オーストラリア大陸を巡る戦いは、1941年8月10日。深海棲艦のロックハンプトン・ブリスベンへの上陸戦から端を発する。

 

ロックハンプトンに上陸した深海棲艦には「A軍集団」、ブリスベンな上陸した深海棲艦には「B軍集団」の呼称が用いられており、上陸後、A軍集団は北上してマッカイ、ダウンズヒルといった北東岸の都市を、B軍集団は南下してゴールドコースト、ポートマッコリーといった東岸の都市を次々と陥落させた。

今年初頭にはA軍集団は大陸北東部に伸びるヨーク岬半島一帯を制圧し、B軍集団はニューキャッスルを占領してシドニーへ侵攻可能な足場を得ることとなる。

 

 

イギリス製の兵器を装備していたオーストリア軍は局地戦で善戦したが、深海棲艦の大物量やBDやDDの攻撃力に対して有効な戦いを展開できるはずがなく、多くの被害を出していた。

当時、未だに人類統合軍は創設されておらず、日本、アメリカ、イギリスは極東を巡る戦いで精一杯であり、オーストリア軍は単独での戦いを余儀なくされたからである。

 

豪州戦線に転機が訪れたのは、今年の3月のことだった。

極東の深海棲艦を一掃した日米英軍は、世界中の国々と人類統合軍を創設し、「統合軍オーストラリア軍団」を編成。多数の部隊をオーストリア大陸に派兵したのである。
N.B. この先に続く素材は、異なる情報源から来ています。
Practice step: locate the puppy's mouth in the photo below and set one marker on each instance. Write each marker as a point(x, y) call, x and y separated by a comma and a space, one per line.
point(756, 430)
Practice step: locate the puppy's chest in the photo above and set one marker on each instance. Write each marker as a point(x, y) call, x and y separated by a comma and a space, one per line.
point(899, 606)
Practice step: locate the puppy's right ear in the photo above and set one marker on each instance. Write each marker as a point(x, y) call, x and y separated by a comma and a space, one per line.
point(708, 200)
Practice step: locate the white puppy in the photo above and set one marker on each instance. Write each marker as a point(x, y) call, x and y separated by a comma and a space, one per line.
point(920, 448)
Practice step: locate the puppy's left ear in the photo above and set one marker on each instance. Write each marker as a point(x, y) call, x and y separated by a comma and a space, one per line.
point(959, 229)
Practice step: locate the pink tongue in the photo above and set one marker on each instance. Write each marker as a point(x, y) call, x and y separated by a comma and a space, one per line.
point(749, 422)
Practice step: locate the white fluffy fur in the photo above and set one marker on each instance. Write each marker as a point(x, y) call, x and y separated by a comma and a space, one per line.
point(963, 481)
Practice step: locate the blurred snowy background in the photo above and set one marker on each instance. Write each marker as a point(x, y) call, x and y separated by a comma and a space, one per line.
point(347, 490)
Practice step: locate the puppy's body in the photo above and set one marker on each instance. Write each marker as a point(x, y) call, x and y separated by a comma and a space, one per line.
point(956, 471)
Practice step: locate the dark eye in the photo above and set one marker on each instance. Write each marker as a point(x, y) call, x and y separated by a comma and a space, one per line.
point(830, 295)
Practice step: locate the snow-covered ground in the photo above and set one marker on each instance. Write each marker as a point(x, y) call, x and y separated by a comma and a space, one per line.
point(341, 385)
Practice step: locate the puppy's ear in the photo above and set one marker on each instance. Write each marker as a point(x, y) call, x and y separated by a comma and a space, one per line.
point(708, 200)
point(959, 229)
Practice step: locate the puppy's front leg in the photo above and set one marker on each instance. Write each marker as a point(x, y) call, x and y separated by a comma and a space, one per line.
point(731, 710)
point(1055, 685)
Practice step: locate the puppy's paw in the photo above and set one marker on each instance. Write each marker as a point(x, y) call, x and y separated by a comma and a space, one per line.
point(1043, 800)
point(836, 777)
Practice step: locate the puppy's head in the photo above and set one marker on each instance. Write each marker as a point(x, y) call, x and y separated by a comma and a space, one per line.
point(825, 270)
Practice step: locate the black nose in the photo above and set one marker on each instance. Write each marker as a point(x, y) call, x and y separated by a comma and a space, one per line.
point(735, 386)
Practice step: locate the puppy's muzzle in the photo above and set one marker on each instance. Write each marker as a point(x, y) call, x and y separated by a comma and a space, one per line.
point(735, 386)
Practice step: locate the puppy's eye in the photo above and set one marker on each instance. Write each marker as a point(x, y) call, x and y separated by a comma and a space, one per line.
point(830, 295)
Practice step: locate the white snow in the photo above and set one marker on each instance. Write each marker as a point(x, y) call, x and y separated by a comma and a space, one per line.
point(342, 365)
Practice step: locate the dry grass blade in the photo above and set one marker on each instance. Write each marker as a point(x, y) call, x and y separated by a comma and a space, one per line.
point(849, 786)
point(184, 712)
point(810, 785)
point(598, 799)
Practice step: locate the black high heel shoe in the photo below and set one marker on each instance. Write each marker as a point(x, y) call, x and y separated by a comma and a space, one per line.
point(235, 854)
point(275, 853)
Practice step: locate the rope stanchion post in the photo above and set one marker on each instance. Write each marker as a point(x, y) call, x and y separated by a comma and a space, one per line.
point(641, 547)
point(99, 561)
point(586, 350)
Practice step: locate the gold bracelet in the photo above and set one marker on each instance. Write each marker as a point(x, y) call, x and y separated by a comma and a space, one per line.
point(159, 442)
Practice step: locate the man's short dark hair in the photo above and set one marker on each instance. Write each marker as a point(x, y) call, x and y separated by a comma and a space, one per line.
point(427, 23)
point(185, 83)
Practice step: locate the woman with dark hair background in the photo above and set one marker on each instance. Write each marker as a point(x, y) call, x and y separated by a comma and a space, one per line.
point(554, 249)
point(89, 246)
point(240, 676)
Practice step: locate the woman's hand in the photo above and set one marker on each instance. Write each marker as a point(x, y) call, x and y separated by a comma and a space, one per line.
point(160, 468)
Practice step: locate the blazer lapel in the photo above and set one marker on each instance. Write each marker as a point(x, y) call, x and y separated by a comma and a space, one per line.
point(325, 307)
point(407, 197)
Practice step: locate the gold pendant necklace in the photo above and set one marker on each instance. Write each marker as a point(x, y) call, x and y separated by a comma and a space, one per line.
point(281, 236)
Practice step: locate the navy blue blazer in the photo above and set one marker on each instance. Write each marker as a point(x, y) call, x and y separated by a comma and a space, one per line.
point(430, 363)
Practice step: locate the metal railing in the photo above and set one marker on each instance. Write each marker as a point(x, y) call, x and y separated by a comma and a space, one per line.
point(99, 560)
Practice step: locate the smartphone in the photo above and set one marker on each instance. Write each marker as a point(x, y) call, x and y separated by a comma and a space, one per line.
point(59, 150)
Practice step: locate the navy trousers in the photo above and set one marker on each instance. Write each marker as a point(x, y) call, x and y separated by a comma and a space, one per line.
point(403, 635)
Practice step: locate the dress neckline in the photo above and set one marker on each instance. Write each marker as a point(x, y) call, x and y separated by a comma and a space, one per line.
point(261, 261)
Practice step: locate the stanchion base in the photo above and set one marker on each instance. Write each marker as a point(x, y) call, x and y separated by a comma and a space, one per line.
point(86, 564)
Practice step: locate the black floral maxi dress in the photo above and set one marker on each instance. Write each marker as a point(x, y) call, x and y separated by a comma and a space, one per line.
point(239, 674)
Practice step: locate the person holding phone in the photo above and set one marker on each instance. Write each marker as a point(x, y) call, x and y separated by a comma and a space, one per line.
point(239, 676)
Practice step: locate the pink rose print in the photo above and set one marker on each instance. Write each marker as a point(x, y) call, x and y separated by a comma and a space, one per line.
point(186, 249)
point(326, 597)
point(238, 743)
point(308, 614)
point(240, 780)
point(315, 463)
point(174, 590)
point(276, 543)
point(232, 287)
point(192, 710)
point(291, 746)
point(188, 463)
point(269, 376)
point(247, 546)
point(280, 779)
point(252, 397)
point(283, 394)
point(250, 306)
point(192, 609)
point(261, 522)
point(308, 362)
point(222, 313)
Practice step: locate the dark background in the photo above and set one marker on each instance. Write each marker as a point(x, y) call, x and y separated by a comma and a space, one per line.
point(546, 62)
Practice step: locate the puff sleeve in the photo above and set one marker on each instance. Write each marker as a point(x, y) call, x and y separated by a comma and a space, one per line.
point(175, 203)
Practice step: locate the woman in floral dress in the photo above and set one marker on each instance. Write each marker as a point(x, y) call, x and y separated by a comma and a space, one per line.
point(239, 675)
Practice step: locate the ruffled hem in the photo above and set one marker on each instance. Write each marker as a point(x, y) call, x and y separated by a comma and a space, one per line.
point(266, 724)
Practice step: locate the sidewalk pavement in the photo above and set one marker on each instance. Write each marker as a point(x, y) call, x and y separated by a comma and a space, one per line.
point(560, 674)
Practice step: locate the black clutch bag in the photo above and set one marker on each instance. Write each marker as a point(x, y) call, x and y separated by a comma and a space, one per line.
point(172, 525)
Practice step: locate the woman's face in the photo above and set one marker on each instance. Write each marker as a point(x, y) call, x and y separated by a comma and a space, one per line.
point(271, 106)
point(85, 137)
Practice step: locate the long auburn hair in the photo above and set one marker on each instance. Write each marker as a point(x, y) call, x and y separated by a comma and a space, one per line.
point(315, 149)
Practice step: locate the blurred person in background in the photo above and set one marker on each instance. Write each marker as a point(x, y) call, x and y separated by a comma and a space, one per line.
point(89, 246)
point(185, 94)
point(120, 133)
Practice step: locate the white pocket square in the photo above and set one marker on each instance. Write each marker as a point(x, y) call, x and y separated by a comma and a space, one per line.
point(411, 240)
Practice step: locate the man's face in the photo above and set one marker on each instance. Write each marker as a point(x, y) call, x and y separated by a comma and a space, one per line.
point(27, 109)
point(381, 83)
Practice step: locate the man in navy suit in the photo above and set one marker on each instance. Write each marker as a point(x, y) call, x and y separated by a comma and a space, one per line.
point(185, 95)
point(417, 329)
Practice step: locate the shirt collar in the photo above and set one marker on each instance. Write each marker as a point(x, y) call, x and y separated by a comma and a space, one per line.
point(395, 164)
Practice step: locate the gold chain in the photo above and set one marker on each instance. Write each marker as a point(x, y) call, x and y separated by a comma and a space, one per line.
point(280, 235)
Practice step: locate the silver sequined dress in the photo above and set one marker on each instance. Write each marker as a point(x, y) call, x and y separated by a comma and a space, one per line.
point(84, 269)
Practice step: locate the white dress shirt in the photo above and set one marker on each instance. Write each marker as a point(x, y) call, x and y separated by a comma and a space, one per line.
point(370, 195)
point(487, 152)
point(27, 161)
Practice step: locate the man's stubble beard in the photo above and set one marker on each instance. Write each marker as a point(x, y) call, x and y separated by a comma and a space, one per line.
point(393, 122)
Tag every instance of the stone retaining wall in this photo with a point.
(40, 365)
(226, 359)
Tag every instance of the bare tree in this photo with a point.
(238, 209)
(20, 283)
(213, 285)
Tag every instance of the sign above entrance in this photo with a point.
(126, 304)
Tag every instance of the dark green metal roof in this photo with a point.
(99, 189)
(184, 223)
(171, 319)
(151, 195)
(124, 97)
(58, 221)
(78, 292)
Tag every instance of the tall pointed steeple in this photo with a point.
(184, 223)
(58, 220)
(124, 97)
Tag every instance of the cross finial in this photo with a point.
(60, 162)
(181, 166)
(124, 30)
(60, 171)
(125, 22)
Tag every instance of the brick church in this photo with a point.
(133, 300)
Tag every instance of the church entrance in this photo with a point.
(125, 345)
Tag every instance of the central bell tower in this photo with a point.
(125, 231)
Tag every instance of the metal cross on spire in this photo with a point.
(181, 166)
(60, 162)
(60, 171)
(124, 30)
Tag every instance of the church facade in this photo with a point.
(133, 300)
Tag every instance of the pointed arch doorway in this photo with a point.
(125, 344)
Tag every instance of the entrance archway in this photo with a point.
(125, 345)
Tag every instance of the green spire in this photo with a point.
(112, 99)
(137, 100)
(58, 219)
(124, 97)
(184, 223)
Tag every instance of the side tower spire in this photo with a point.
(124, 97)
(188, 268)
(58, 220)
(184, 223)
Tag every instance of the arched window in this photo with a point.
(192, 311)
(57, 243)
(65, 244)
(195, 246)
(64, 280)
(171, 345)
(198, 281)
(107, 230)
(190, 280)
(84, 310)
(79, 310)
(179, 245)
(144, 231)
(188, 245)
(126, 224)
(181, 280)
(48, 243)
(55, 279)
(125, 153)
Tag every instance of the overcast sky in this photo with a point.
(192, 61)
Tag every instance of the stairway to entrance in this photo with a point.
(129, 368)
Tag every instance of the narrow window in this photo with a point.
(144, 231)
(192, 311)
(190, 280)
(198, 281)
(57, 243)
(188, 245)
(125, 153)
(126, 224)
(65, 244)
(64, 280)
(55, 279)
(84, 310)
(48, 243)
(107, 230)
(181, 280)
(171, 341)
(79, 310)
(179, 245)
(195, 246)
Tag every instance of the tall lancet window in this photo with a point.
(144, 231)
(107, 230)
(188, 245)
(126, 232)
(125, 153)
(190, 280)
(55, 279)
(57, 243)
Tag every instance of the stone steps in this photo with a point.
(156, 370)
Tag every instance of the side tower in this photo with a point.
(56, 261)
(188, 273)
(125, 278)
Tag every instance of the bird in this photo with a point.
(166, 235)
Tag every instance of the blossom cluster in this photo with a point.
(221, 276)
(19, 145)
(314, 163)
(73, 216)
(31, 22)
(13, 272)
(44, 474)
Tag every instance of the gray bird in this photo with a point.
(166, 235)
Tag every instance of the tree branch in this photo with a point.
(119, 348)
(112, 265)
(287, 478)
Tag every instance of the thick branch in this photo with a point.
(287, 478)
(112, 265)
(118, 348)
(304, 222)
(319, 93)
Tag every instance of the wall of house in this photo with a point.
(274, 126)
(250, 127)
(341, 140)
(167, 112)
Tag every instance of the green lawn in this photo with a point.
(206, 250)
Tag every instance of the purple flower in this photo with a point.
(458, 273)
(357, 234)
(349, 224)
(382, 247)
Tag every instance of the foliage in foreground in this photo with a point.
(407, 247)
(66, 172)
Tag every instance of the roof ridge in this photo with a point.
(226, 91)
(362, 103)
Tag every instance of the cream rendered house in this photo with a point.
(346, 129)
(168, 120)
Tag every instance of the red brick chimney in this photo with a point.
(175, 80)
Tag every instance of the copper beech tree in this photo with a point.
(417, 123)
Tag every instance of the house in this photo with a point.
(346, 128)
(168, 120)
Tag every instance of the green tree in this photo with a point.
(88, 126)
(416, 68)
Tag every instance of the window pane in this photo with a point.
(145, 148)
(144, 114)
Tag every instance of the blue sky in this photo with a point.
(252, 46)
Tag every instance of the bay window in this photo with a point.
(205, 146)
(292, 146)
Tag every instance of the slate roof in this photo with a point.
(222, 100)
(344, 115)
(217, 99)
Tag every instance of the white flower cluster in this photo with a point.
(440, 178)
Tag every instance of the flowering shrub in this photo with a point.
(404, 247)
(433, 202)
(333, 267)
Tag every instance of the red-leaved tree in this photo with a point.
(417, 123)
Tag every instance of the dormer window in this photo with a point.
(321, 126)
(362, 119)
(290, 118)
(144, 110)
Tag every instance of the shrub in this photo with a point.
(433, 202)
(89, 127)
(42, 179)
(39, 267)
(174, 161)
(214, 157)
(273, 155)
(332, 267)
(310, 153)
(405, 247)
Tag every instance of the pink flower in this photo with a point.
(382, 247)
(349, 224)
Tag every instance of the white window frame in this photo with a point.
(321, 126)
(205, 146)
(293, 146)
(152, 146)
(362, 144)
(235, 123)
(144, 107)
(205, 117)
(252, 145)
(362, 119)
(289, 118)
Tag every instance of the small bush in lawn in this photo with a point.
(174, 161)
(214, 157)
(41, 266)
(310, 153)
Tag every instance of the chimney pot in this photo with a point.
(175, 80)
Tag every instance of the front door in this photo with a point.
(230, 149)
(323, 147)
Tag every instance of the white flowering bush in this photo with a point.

同軍団は豪州の戦場に投入され、深海棲艦の破竹の勢いを停滞させた。東部戦線ではシドニー北方160kmに位置しているニューキャッスル、北部戦線ではヨーク岬半島の西側付け根にある町カーペンタリアにて深海棲艦A、B集団を釘付けにし、それ以上の侵攻を許していない。

 

以来、東部戦線はニューキャッスル〜シドニー間、北部戦線はカーペンタリア湾周辺での一進一退の攻防が続けられている。

 

 

 

2

 

「なんとか盛り返したか…」

 

オーストラリア軍団第二方面軍(2DA)の司令官であるバーナード・モントゴメリー英陸軍大将は、机上に広げられている戦況図を見下ろしながら呟いた。

 

場所は、シドニー市街の中心部に建設されているホテルの一室である。

2DAのシドニーへの展開に際して徴用され、2DA、第三航空集団(3AG)の司令部として三ヶ月前から機能している。

ホテルの窓辺からは夕焼けに照らされるボタニー湾を一望することができるが、室内にいる参謀らは皆眉をひそめ、戦況図をただひたすら凝視していた。

 

作戦室には、モントゴメリー司令官を手始めとした2DA司令部幕僚全員と、3AG司令官のジョージ・C・ケニー米陸軍中将、同参謀長のフランク・スコルキン米陸軍少将、日本陸軍豪州東部派遣軍の参謀長水淵(みずぶち)(あきら)大佐、ドイツ陸軍第七装甲軍エルヴィン・ロンメル中将、同参謀長のハインツ・ヴィーラー少将らが顔を連ねている。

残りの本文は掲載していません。